Paradise Lost

Ce matin au réveil ayant un besoin urgent de marcher (et de me procurer de la Roussette de Savoie pour le dîner), j’ai décidé d’aller faire un tour en centre-bourg. Oui, c’est comme ça qu’on dit par ici, ou en tout cas dans les pages de Projections, le magazine municipal qui raconte par le menu les plus récentes évolutions du PLU. Le numéro que j’ai récupéré annonce notamment en couverture l’inauguration de la nouvelle école primaire Marie Paradis. Marie Paradis ! me suis-je dit en écrasant une larme de nostalgie. C’est aussi le nom du gymnase qui se trouve en bas de chez moi à Paris – mais où je dois avouer n’avoir jamais mis les pieds. Cette coïncidence a néanmoins suffi à piquer ma curiosité et, assise au soleil avec une ficelle de campagne et un morceau de tomme-reblochon (une bâtardise exquise), je me suis plongée dans l’article en question.

Il s’avère donc qu’avant de devenir une favorite des élus locaux en manque d’imagination, la bien nommée Paradis a été la première femme à conquérir le Mont-Blanc. Mes exploits en matière d’alpinisme se limitant pour l’instant au (très mal nommé, celui-ci, à mon avis) Mont Tondu, je me suis aussitôt prise d’admiration pour celle que j’ai instantanément visualisée comme une aventurière en jupe à volants. Les informations fournies par Projections étant assez sommaires, j’ai attendu l’heure où les ectoplasmes font place aux Saint-Gervolains en chair et en os, c’est-à-dire la fin de la pause-déjeuner, et je suis allée mener l’enquête à la bibliothèque municipale Fernand Braudel (bon, celui-ci, si vous ne voyez pas qui c’est, il fallait mieux écouter en cours de géographie).

Aucun ouvrage sur la mystérieuse Marie dans les rayons pourtant bien fournis de la section Montagne. La bibliothécaire que je consulte hausse les épaules comme si on était au CDI du lycée et que je lui avais demandé une encyclopédie illustrée de la pédophilie : “Marie Paradis ? On n’a pas ça ici”. “Ah bah c’était bien la peine”, je lui réponds, dépitée. “Quoi ?” aboie-t-elle. “Bah c’était bien la peine de se taper 4807 mètres de dénivelé” “Qui ?” “Bah, Marie Paradis”. Ça a dû la faire réfléchir, parce qu’elle m’a trouvé un album illustré avec une double page sur ma nouvelle savoyarde préférée.
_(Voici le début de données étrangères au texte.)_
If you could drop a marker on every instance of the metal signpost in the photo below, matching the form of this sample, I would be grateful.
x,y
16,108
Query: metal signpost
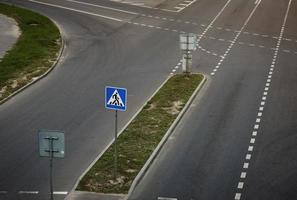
x,y
52,145
116,99
188,43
J’ai assez rapidement compris pourquoi personne n’avait eu l’idée jusqu’ici de dédier un livre entier à cette paysanne de Chamonix. Il s’avère donc qu’elle était jolie, sans le sou, et qu’un chercheur de cristaux aux dents longues flairant le bon coup lui a dit, “Ma petite, si tu veux te faire de l’argent t’as qu’à grimper en haut du Mont Blanc, comme ça ensuite les alpinistes paieront pour venir te voir comme un animal de foire”. Alors ok je me rends peut-être pas bien compte de ce que c’était d’être poor but sexy in Chamonix au début du 19ème siècle, mais la proposition du dénommé Balmat, là, ça me semble pas être le plan de carrière le plus attractif qui soit.

Marie Paradis a dit banco en tout cas, et c’est comme ça qu’elle s’est retrouvée sur la caillasse en plein mois de juillet, suppliant Balmat au bout d’une journée de montée de la jeter dans une crevasse et qu’on en finisse avec ce supplice. (A ce moment-là du récit, j’ai pas eu trop de mal à m’identifier). Hélas l’autre tortionnaire avait déjà éradiqué un certain nombre d’adversaires pour conquérir le sommet lui-même quelques années plus tôt, donc ce n’était pas les cris d’orfraie d’une femelle qui allaient l’arrêter. Hissée jusqu’au sommet par deux guides, Marie Paradis est redescendue tellement épuisée qu’elle ne pouvait même plus parler – sauf pour dire à ceux qui lui demandaient comment elle avait fait : “Oh bah la montagne est à tout le monde, vous n’avez qu’à essayer”, ce que je trouve un peu gonflé. Ensuite elle a ouvert un salon de thé et a fini ses jours dans la vallée.

Vous croyez qu’au gymnase Marie Paradis aussi on vous porte à bout de bras sur le cheval d’arceaux et jusqu’en haut de la corde à nœuds ? Maintenant que je connais l’histoire je regrette amèrement de ne jamais avoir franchi la porte de ce lieu merveilleux.